Drei Kategorien regeln Abschied oder Investitionen
Die Evangelische Kirche in Mannheim hat dagegen bereits 2022 ihre Kirchen in drei Kategorien eingeteilt. Dabei fielen 13 in die Kategorie C, das heißt, sie werden aufgegeben. Hier sollen keine Mittel mehr für Bauunterhaltung fließen, sondern Umnutzungsmöglichkeiten gesucht werden. Darunter fallen auch Gethsemane und Lukas, wo jetzt der Abschied ansteht. Sieben Kirchen der Kategorie B werden nur repariert und so lange betrieben, wie es geht. Zwölf Gotteshäuser fallen in die Kategorie A, die nicht nur langfristigen Erhalt garantiert, sondern zudem Investitionen. Daher laufen derzeit bei mehreren Gebäuden Planungen oder schon Bauarbeiten.
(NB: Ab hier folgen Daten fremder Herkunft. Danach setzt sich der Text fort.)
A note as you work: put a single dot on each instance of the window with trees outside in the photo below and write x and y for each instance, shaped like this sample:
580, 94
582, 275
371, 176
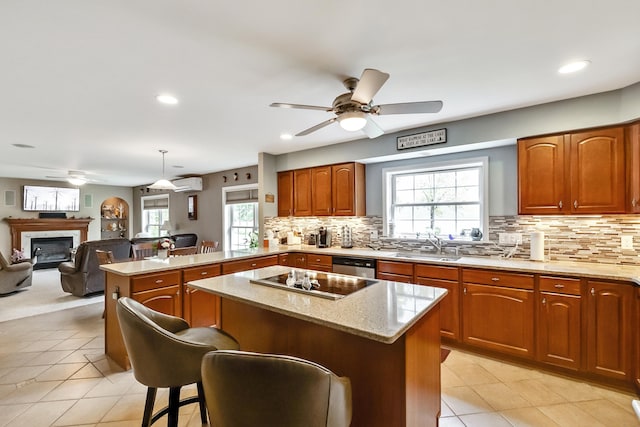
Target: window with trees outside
445, 200
241, 218
155, 211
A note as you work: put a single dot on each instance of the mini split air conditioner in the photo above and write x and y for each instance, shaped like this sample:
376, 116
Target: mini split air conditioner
188, 184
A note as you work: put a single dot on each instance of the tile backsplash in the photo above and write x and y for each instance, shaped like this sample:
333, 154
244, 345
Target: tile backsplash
567, 238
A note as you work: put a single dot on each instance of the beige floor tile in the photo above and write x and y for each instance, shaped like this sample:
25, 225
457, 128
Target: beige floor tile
87, 411
31, 393
527, 417
60, 372
464, 400
500, 396
608, 413
72, 389
484, 420
536, 392
451, 422
570, 415
42, 414
88, 371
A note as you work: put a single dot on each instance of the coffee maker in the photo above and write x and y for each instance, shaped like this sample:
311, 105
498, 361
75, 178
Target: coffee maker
323, 238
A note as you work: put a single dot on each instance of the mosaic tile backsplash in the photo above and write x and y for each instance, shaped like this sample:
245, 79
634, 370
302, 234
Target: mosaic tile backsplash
567, 238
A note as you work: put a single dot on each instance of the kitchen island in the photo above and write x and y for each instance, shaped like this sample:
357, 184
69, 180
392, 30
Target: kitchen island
384, 337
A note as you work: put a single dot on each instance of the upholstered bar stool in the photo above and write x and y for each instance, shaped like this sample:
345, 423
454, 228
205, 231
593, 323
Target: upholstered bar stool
166, 353
250, 389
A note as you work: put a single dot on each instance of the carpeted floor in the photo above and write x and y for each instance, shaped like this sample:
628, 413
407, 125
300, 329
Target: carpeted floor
44, 296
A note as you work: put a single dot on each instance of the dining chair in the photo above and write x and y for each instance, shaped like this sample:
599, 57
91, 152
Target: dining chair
208, 246
254, 389
189, 250
142, 250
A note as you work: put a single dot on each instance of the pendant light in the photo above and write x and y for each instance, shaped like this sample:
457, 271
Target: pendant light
163, 184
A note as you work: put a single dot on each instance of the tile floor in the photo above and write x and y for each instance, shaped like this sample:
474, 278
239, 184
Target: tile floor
53, 372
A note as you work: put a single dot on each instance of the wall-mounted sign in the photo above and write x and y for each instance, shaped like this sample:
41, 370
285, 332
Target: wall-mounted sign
438, 136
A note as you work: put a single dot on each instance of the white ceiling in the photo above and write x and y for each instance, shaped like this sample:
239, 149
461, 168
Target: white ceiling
78, 78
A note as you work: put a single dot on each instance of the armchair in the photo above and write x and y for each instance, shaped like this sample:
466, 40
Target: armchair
14, 277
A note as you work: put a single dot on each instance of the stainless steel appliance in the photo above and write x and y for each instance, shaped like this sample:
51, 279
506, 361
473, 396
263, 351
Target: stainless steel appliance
354, 266
323, 239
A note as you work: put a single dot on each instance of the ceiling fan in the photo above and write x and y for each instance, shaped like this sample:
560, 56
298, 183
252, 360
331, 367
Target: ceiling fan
354, 109
74, 177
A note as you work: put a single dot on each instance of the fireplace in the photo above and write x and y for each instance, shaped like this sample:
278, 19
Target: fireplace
51, 251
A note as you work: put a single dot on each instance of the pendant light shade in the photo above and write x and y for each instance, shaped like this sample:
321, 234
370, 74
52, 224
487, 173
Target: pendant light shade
163, 184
Generell wolle das Dekanat keinen Abriss, versichert Dekan Ralph Hartmann. Wenn aber keine Umnutzung möglich sei oder sich kein Investor finde, könne er Abrisse „nicht ausschließen“. Schon lange seien die Mitgliederzahlen rückläufig und daher wegen sinkender Steuereinnahmen und hohem Aufwand für Energie oder Bauunterhalt nicht mehr alle Sakralbauten auf Dauer finanzierbar, erklärt er. Schließlich seien die Gebäude, viele in der Zeit des Wirtschaftswunders und der Neubaugebiete nach dem Krieg entstanden, auf viel mehr Gläubige ausgelegt.
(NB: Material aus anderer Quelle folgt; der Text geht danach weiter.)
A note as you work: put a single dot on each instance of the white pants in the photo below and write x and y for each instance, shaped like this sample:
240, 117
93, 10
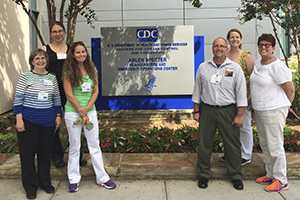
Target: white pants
92, 137
246, 136
270, 126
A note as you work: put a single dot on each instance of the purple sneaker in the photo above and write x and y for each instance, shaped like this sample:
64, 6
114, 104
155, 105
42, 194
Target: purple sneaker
110, 185
73, 187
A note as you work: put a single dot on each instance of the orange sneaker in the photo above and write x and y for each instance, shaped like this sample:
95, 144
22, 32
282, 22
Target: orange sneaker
263, 180
276, 186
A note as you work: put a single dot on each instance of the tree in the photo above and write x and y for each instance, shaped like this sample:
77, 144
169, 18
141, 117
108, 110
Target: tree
285, 13
74, 8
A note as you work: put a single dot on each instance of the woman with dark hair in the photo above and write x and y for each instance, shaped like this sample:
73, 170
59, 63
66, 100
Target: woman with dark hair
272, 92
38, 112
81, 89
57, 53
246, 61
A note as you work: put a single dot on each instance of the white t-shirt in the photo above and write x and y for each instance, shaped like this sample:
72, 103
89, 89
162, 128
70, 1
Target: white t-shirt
265, 81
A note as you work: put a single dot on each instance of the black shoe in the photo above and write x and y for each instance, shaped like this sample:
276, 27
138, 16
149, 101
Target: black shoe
238, 184
203, 183
31, 195
82, 162
59, 163
48, 189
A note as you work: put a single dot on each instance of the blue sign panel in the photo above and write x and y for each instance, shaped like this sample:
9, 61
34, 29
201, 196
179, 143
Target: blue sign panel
147, 34
146, 102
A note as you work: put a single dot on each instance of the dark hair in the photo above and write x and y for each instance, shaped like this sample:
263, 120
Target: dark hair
58, 23
267, 37
71, 70
237, 31
34, 54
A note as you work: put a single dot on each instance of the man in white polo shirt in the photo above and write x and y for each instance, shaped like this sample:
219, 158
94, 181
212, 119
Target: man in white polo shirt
220, 101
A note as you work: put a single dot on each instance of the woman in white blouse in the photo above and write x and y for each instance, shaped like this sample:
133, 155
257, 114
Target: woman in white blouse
272, 92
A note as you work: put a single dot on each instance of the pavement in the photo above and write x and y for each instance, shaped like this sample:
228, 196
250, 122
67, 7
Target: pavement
11, 189
154, 177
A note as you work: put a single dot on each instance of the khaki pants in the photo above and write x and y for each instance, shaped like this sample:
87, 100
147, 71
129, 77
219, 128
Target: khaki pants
221, 118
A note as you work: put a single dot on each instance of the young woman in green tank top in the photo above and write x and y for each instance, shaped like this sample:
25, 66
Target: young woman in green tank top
246, 61
81, 89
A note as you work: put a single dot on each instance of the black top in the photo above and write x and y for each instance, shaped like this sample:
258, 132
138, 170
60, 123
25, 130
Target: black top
56, 67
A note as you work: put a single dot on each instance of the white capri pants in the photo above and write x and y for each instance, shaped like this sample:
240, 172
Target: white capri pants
92, 137
270, 126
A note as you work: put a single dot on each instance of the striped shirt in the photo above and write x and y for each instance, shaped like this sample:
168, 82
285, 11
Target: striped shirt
37, 98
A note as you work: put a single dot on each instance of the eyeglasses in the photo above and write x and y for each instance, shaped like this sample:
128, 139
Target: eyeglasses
266, 45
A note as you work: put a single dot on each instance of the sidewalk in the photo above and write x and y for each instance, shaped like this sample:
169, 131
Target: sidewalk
11, 189
154, 166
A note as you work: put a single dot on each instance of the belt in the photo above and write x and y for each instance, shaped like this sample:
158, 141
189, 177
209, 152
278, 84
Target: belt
218, 106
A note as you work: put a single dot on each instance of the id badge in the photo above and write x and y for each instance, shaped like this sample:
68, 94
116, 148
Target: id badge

Seit den 1960er Jahren sank der Anteil der Bürger, die Mitglied in einer der beiden großen Konfessionen sind, von 94 Prozent auf 47 Prozent der Bevölkerung – bedingt durch den gesellschaftlichen Wandel, aber auch aus Ärger über Missbrauchsskandale. Und selbst von denen, die noch Kirchensteuer zahlen, gehen immer weniger regelmäßig in die sonntäglichen Gottesdienste.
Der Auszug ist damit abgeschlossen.